The Hutchinson News; Oct 14 2018

Law & Crime reports that Bryan Caskey, the Kansas Elections Director, “who was appointed by and works directly under [Kris] Kobach’s authority, said the county had to move the polling location due to construction in the area.”

For background on Kris Koback see TNB here, here, here, and here.

According to Dunlap, when he contacted Debbie Cox to try to get her to increase locations, she “flatly refused,” saying that “it wasn’t in her budget.” Dunlap alleges this is all purposeful. Cox, as County Clerk, “makes her own budget.”

Since the ACLU has stepped in Kubic said they have done what Cox should have and contacted School Superintendent Dr. Fred Dierksen “about using additional school buildings” for voting locations. At this point, it doesn’t appear to be an option for voters at this time.

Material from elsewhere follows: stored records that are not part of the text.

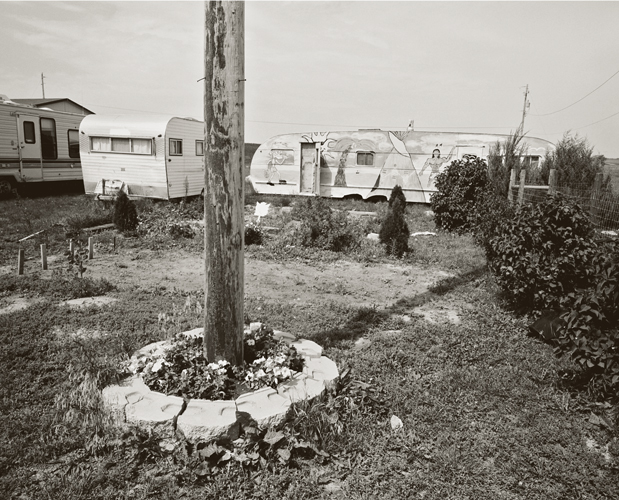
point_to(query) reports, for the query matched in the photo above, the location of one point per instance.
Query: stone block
(207, 420)
(265, 406)
(301, 388)
(307, 348)
(153, 408)
(285, 336)
(322, 369)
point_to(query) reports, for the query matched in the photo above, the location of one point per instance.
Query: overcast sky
(318, 66)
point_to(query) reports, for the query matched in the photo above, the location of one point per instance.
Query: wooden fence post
(512, 183)
(20, 261)
(595, 194)
(552, 182)
(44, 257)
(224, 116)
(523, 175)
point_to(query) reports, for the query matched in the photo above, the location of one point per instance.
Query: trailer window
(176, 147)
(49, 148)
(142, 146)
(365, 159)
(74, 143)
(283, 156)
(29, 136)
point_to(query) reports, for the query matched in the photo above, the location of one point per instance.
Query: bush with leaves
(322, 227)
(125, 213)
(459, 188)
(591, 331)
(394, 231)
(575, 164)
(542, 253)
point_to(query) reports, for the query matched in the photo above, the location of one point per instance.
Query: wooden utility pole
(224, 116)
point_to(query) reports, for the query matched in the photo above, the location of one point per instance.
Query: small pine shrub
(321, 227)
(394, 231)
(542, 253)
(459, 188)
(125, 213)
(253, 234)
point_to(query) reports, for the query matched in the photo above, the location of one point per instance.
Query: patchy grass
(485, 413)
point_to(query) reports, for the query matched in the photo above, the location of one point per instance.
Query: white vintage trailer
(155, 156)
(368, 163)
(37, 145)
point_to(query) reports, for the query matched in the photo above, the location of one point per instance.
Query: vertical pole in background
(552, 182)
(512, 183)
(595, 195)
(224, 116)
(20, 261)
(43, 257)
(523, 175)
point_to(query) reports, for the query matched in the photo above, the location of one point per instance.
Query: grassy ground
(485, 413)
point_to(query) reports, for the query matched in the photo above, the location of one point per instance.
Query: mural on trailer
(366, 163)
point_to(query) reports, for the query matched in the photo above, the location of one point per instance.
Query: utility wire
(554, 112)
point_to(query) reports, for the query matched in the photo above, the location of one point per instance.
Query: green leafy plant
(125, 213)
(542, 253)
(459, 189)
(183, 370)
(394, 231)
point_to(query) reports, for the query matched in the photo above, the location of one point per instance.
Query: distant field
(612, 167)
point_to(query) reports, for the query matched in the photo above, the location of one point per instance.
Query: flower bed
(180, 368)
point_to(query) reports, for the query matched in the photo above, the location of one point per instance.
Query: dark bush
(321, 227)
(394, 231)
(459, 189)
(542, 253)
(125, 213)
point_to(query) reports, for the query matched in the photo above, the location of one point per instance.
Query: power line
(547, 114)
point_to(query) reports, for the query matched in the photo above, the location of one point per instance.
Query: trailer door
(310, 179)
(29, 137)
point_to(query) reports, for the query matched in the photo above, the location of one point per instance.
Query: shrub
(591, 333)
(253, 234)
(575, 164)
(459, 189)
(542, 253)
(125, 213)
(321, 227)
(394, 231)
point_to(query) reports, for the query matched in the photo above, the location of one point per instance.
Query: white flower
(157, 365)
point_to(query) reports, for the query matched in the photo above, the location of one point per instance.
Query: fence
(602, 206)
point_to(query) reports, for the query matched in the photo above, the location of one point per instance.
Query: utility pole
(224, 231)
(524, 108)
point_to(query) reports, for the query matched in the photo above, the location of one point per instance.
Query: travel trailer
(37, 145)
(154, 156)
(367, 164)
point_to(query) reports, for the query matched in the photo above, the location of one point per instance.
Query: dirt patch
(286, 282)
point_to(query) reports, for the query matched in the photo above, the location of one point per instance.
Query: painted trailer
(37, 145)
(155, 156)
(368, 163)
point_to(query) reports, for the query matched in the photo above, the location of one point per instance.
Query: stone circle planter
(132, 401)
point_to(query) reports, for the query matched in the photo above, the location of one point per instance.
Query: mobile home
(156, 156)
(37, 145)
(368, 163)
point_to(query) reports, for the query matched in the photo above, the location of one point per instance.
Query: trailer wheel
(7, 189)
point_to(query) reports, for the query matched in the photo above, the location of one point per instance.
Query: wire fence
(602, 206)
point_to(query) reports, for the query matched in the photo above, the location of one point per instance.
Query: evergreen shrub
(394, 231)
(125, 213)
(459, 188)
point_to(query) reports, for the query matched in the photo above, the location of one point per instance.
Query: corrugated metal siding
(185, 173)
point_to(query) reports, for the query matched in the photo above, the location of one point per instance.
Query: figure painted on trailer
(435, 163)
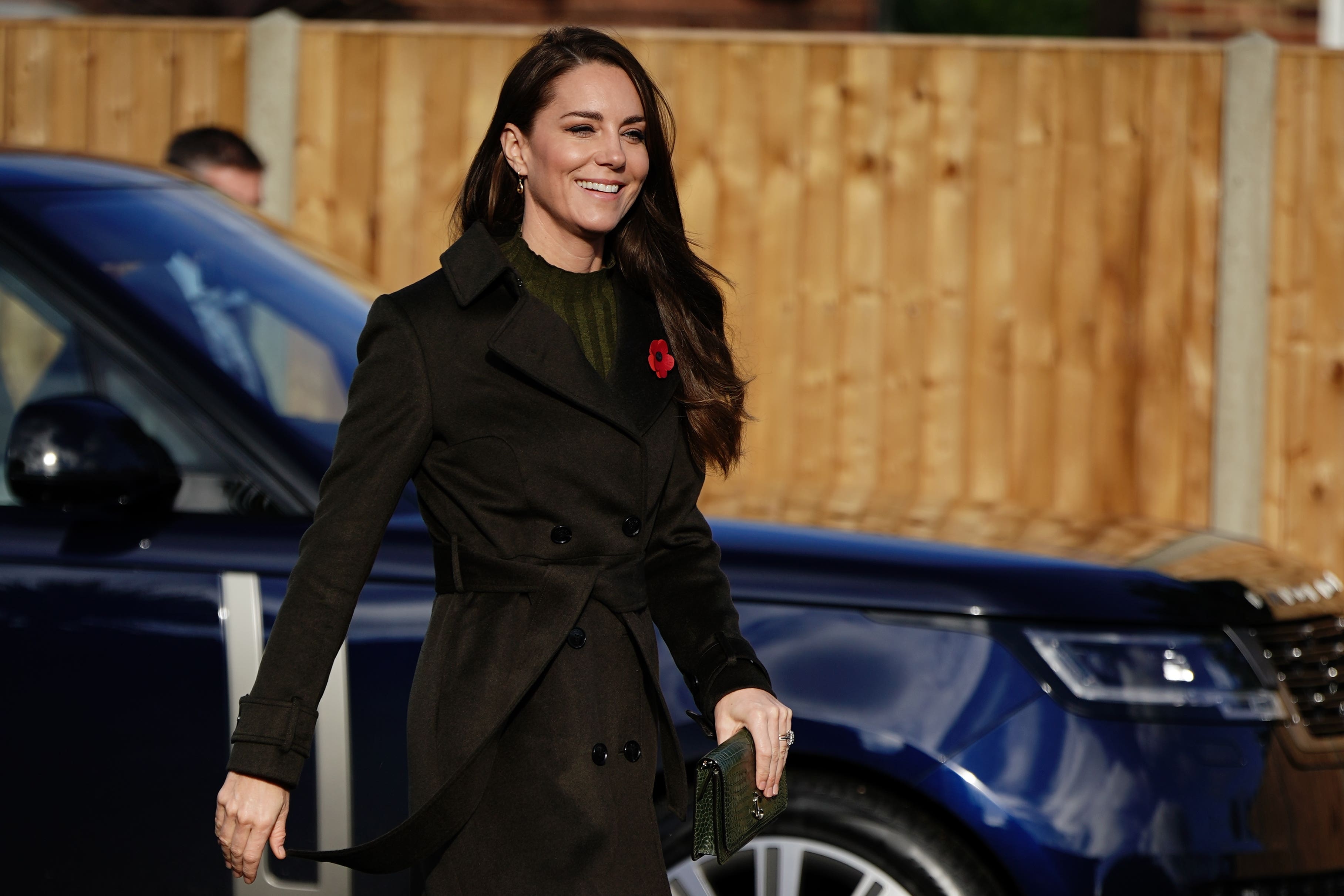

In a statement made Friday, Kubic said that despite Cox “declining” to meet with them, they were “pleased to learn” that “Cox has begun addressing some of her constituent’s concerns by notifying Dodge City residents of the location of the new polling site and suddenly offering free Election Day bus rides.” People are required to call ahead to “schedule a ride” and the rides are only available “on a first-come/first-served basis.”

Monday, the Dodge City Daily Globe reports that, “with a pending American Civil Liberties Union lawsuit, Ford County and the Ford County Clerk’s Office has found outside counsel,” according to J.D. Gilbert, Ford County Administrator, and that “all related media requests” will be referred to “Bradley Schlozman an attorney with the Hinkle Law Firm in Wichita, Kansas.”

Schlozman was at the center of a controversy of his own making back in the early 2000s, when some of his emails came under the scrutiny of Congress. He was a person who hired for positions at the Civil Rights Division. From CBS News at the time:

Schlozman evidently made no secret of his agenda in personnel matters. Andrew Lelling, a former counsel to Boyd, told investigators that Schlozman “was always very unapologetically clear about the kind of people he wanted hired into the Department. … [H]e want[ed] people in the Department who [were] conservative on the legal issues, maybe conservative period.”

In e-mails Schlozman would make frequent use of descriptions like “real American,” “right-thinking American,” “fine young [A]mericans,” and being “a member of the team” to refer to conservative applicants and attorneys. Conversely, applicants or attorneys who were viewed as not conservative would be described as “commies,” “libs,” “pinkos,” “not one of us,” “not on the team,” and “adherents of Mao’s little red book.” He said one attorney was “a Democrat in hiding and is not going to hide in my Appellate Section.”

In another email from 2003, he reportedly said “My tentative plans are to gerrymander all of those crazy libs rights out of the section.”

Law & Crime

Schlozman did not respond back to Law & Crime’s request for a comment.